As filed with the Securities and Exchange Commission on November 20, 2006
Registration No. 333-126249
UNITED STATES
SECURITIES AND EXCHANGE COMMISSION
Washington, D.C. 20549
FORM S-8
REGISTRATION STATEMENT UNDER THE SECURITIES ACT OF 1933
AMERICHIP INTERNATIONAL INC.
(Exact name of registrant as specified in its charter)

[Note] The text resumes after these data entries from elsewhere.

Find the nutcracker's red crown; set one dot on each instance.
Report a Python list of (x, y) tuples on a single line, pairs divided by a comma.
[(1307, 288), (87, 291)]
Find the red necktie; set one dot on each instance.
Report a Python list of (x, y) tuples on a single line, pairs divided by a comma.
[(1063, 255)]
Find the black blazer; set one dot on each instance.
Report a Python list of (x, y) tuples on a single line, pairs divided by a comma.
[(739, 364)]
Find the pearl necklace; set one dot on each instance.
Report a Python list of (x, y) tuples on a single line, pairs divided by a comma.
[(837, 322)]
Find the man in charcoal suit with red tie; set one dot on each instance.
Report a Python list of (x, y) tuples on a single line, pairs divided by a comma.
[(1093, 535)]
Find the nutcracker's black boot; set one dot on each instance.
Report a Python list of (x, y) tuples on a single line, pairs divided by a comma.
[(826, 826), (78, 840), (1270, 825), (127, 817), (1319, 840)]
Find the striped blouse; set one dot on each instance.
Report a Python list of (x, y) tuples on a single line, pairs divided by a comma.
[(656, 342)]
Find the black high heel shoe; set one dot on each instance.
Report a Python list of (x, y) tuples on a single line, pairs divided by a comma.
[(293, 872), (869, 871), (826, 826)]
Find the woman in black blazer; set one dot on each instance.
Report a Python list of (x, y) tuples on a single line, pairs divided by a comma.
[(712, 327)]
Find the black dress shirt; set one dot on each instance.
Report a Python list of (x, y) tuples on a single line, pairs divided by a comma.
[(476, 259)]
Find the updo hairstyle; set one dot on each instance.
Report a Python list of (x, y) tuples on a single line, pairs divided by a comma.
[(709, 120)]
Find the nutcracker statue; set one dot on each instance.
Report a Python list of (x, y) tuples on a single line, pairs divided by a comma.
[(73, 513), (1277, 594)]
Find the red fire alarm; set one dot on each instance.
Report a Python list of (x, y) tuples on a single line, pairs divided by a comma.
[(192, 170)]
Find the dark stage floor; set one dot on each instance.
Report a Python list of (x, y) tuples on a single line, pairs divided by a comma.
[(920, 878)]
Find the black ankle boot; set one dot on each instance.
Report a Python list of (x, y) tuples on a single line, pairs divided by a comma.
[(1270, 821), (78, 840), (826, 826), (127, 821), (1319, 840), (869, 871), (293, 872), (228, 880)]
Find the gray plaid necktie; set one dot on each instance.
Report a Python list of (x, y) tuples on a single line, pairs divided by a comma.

Nevada | 35701 | 98-0339467 | ||
(State or jurisdiction of incorporation or organization) | (Primary Standard Industrial Classification Code Number) | (I.R.S. Employer Identification No.) |
9282 GENERAL DRIVE, SUITE 100, PLYMOUTH, MI | 48170 | |
(Address of principal executive offices) | (Zip Code) |
Registrant's telephone number, including area code (734) 207-0334
2003 NON-QUALIFIED INCENTIVE STOCK OPTION PLAN
(Full title of the plan)
Copies of all communications, including all communications sent to the agent for service, should be sent to:
Joseph I. Emas, Attorney at Law
1224 Washington Avenue
Miami Beach, Florida 33139
Telephone: 305.531.1174
CALCULATION OF REGISTRATION FEE
Title of Securities to be Registered | Amount to be Registered | Proposed Maximum Offering Price Per Share | Proposed Maximum Aggregate Offering Price | Amount of Registration Fee |
Common Stock, $0.001 par value | 30,000,000(1) | $0.245(2) | $735,000(2) | $78.65(2) |
(1) | Represents shares reserved for issuance upon exercise of options granted under the Registrant's 2003 Non-Qualified Incentive Stock Option Plan. Shares available for issuance under the 2003 Non-Qualified Incentive Stock Option Plan were initially registered on a registration statement on Form S-8 filed with the Securities and Exchange Commission on October 22, 2003 (Registration No. 333-109870) and additional shares were registered subsequently by a Post-Effective Amendment filed with the Securities and Exchange Commission on December 12, 2003 and Post-Effective Amendments filed with the Securities and Exchange Commission on May 26, 2004, August 4, 2005 an December 12, 2005, March 28, 2006 and July 26, 2006. |
(2) | Estimated solely for the purpose of calculating the registration fee in accordance with Rules 457 (c) and 457(h) under the Securities Act of 1933 and based upon an average of the high and low prices reported on the over-the-counter bulletin board on November 17, 2006. |
REGISTRATION OF ADDITIONAL SHARES
PURSUANT TO GENERAL INSTRUCTION E
This registration statement on Form S-8 registers 30,000,000 additional shares of common stock for issuance under the Registrant's 2003 Non-Qualified Incentive Stock Option Plan, pursuant to the terms of that plan. This registration statement on Form S-8 hereby incorporates by reference the contents of the Registrant’s registration statements on Form S-8 (Registration No. 333-109870) filed by the Registrant with the Securities and Exchange Commission on October 22, 2003 and amended by a Post-Effective Amendment filed by the registrant with the Securities and Exchange Commission on December 12, 2003 and Post-Effective Amendments filed with the Securities and Exchange Commission on May 26, 2004, August 4, 2005, December 12, 2005, March 28, 2006 and July 26, 2006.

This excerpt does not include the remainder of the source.